You'll need to use smoothing to get good performance. Make sure that your code for computing transition and emission probabilities never returns zero. Laplace smoothing is the method we use to smooth zero probability cases for calculating initial probabilities, transition probabilities, and emission probabilities.

For example, to smooth the emission probabilities, consider each tag individually. For a fixed tag T, you need to ensure that 𝑃𝑃𝑒𝑒(𝑊𝑊|𝑇𝑇) produces a non-zero number no matter what word W you give it. You can use Laplace smoothing (as in MP 3) to fill in a probability for "UNKNOWN" which will be the return value for all words W that were not seen in the training data. For this initial implementation of Viterbi, use the same Laplace smoothing constant α for all tags.

This simple version of Viterbi will perform worse than the baseline code for the Brown

development dataset. However you should notice that it's doing better on the multiple-tag words (e.g. over 93%). You should write this simple version of Viterbi under viterbi_1 function in viterbi_1.py.



test_viterbi.py: Write your Viterbi implementation here, and run it using:

python3 test_viterbi.py 

Once you get this working (if you started Part 2 here), you can then extend it to the Brown dataset where you need to additionally compute for initial tag probabilities, unseen tags, and correct implementation of smoothing. Part 3 Viterbi_2 

The previous  Vitebi tagger fails to beat the baseline because it does very poorly on unseen words. It's assuming that all tags have similar probability for these words, but we know that a new word is much more likely to have the tag NOUN than (say) CONJ. For this part, you'll improve your emission smoothing to match the real probabilities for unseen words.
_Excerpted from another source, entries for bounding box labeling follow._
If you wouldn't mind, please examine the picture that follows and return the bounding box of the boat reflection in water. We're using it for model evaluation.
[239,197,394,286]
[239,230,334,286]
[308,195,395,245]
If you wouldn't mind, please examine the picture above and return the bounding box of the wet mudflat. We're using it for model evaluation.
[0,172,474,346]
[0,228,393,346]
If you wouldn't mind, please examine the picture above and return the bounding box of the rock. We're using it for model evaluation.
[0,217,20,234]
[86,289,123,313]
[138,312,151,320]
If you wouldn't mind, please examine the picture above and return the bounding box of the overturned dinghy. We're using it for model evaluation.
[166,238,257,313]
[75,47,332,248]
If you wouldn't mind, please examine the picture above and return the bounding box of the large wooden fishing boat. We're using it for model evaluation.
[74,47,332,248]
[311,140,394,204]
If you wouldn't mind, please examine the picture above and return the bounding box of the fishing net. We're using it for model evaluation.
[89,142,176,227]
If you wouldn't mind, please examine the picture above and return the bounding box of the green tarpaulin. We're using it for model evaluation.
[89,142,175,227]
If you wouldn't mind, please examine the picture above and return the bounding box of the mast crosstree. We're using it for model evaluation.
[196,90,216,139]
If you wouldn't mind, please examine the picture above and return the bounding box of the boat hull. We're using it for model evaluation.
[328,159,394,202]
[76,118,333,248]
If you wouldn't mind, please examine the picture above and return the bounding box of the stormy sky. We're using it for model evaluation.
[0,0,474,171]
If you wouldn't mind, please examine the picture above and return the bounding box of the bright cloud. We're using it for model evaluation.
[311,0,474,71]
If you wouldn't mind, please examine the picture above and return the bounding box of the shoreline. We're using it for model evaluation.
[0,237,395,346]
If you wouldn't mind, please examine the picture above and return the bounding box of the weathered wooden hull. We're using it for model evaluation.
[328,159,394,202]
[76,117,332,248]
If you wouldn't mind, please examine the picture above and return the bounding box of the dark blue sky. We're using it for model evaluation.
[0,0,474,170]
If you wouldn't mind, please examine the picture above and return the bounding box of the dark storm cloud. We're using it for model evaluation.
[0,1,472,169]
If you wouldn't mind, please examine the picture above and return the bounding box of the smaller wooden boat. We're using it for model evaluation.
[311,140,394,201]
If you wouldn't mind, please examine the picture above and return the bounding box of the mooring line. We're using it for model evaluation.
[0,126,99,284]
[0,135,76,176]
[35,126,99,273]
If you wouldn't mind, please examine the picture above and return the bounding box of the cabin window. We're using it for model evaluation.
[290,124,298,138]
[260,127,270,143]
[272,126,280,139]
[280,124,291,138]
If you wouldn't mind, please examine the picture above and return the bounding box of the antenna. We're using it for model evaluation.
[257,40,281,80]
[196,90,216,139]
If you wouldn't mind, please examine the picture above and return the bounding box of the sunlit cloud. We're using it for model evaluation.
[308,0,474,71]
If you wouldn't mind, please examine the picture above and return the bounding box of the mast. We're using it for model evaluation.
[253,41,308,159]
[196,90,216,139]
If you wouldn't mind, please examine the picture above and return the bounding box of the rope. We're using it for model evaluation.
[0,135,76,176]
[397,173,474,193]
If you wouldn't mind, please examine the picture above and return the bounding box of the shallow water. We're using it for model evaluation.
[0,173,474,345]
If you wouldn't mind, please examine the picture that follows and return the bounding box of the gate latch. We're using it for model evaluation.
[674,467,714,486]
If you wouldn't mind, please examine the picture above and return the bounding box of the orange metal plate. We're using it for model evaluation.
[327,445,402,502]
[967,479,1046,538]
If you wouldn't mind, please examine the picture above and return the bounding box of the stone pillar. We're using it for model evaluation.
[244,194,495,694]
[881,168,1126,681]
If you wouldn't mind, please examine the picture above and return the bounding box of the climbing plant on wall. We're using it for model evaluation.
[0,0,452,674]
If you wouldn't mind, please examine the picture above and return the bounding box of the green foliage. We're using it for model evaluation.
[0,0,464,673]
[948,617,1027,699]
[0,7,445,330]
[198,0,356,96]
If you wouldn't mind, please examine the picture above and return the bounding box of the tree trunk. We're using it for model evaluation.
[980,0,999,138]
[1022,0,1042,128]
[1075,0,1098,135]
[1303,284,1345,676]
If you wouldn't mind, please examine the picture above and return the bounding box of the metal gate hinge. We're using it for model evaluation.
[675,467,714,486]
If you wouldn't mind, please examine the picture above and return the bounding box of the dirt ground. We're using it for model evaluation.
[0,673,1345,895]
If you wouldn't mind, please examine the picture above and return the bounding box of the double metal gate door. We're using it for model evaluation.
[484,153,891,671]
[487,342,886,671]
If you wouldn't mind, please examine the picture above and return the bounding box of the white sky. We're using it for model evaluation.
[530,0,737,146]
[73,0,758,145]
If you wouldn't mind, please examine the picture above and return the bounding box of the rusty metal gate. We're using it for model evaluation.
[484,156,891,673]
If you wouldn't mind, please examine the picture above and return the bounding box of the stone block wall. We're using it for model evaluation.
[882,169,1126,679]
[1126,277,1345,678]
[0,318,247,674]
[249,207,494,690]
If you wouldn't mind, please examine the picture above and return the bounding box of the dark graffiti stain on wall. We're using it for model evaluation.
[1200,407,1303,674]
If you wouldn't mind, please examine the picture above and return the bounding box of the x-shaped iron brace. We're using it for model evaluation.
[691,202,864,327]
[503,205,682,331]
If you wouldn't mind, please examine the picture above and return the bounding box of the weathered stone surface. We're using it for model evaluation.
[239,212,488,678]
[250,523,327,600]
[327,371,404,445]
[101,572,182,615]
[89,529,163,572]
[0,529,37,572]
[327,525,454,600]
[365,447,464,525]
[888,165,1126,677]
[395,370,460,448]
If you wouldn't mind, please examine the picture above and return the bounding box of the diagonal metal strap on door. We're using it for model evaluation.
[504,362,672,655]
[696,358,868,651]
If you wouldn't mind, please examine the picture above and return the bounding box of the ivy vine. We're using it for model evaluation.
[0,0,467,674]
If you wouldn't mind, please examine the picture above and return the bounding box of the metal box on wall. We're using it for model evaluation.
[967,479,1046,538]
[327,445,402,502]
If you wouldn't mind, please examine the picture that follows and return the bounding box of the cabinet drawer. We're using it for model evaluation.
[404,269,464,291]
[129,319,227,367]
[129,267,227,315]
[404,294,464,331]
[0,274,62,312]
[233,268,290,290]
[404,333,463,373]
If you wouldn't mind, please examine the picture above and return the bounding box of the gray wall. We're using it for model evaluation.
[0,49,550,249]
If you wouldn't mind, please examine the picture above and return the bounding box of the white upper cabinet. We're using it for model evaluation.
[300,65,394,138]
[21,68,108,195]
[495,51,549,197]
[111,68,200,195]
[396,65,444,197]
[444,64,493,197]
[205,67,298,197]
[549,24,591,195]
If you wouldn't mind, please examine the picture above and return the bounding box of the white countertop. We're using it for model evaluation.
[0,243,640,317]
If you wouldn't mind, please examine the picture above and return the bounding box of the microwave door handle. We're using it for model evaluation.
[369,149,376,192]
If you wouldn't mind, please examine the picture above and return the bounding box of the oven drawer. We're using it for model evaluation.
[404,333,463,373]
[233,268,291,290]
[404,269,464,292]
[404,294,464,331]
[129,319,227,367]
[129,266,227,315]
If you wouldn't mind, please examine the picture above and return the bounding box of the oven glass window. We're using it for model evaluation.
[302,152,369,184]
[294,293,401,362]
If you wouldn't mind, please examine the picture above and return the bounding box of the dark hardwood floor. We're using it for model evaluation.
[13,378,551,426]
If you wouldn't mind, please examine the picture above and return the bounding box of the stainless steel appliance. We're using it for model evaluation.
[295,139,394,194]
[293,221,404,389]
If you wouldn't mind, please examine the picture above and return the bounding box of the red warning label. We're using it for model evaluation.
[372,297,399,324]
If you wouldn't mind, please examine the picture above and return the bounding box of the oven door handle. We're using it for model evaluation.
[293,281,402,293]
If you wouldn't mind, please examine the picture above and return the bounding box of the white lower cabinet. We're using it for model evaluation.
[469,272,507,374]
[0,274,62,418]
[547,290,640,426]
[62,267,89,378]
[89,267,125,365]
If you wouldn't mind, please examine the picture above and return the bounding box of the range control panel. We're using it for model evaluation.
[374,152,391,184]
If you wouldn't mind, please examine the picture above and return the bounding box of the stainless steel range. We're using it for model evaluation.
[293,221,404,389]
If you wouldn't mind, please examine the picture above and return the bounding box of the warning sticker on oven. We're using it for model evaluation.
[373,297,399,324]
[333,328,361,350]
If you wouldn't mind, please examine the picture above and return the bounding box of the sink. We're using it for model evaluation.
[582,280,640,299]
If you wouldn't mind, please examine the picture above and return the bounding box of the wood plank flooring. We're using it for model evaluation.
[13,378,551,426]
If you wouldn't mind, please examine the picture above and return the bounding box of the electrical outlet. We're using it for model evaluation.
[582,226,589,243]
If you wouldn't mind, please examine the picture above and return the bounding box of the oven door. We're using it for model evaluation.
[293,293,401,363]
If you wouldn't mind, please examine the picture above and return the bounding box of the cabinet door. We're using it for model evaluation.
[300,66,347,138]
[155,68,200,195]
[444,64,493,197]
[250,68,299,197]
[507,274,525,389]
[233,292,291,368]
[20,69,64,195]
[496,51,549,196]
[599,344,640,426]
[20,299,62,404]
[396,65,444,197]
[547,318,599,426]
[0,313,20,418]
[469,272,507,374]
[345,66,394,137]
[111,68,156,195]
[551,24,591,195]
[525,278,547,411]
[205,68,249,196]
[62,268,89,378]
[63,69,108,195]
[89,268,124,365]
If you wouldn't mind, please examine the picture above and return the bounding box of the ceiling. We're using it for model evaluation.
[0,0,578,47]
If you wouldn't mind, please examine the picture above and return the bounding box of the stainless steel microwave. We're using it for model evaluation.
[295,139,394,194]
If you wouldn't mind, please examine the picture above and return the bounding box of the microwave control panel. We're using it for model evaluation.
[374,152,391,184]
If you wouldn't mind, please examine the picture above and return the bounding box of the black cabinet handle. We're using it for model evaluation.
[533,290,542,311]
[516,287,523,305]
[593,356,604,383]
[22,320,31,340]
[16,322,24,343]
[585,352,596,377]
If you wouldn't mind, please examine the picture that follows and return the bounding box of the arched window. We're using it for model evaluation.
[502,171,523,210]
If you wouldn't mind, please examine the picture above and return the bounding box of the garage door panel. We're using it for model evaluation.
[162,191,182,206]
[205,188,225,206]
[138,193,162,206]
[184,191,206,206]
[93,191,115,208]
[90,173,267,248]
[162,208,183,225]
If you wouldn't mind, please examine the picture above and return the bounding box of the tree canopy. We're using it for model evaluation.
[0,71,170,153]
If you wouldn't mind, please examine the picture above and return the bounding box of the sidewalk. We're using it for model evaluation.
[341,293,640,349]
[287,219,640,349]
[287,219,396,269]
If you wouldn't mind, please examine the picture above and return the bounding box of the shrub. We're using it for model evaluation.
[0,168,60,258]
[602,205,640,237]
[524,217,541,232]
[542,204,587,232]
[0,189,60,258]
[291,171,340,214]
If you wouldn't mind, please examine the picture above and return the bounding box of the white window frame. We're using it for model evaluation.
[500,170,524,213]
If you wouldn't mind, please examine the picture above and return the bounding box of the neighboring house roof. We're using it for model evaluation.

Words that appear zero times in the training data (out-of-vocabulary or OOV words) and words that appear once in the training data (hapax words) tend to have similar parts of speech (POS). For this reason, instead of assuming that OOV words are uniformly distributed across all POS, we can get a much better estimate of their distribution by measuring the distribution of hapax words. Extract these words from the training data and calculate the probability of each tag on them. When you do your Laplace smoothing of the emission probabilities for tag T, scale the Laplace smoothing constant by P(T|hapax), i.e., the probability that tag T occurs given that the word was hapax. Remember that Laplace smoothing acts by reducing probability mass for highfrequency words, and re-assigning some of that probability mass to low-frequency words. A large smoothing constant can end up skewing probability masses a lot, so experiment with small orders of magnitude for this hyperparameter.

This optimized version of the Viterbi code should have a significantly better unseen word accuracy on the Brown development dataset. It also beat the baseline on overall accuracy. You should write your optimized version of Viterbi under the viterbi_2 function in viterbi_2.py.

The hapax word tag probabilities may be different from one dataset to another. So your viterbi_2 method should compute them dynamically from its training data each time it runs.

Hints
•       Tag 'X' rarely occurs in the dataset. Setting a high value for the Laplace smoothing constant may overly smooth the emission probabilities and break your statistical computations. A small value for the Laplace smoothing constant, e.g. 1e-5, may help. 

•       It's not advisable to use global variables in your implementation since the gradescope runs a number of different tests within the same python environment. Global values set during one test will carry over to subsequent tests.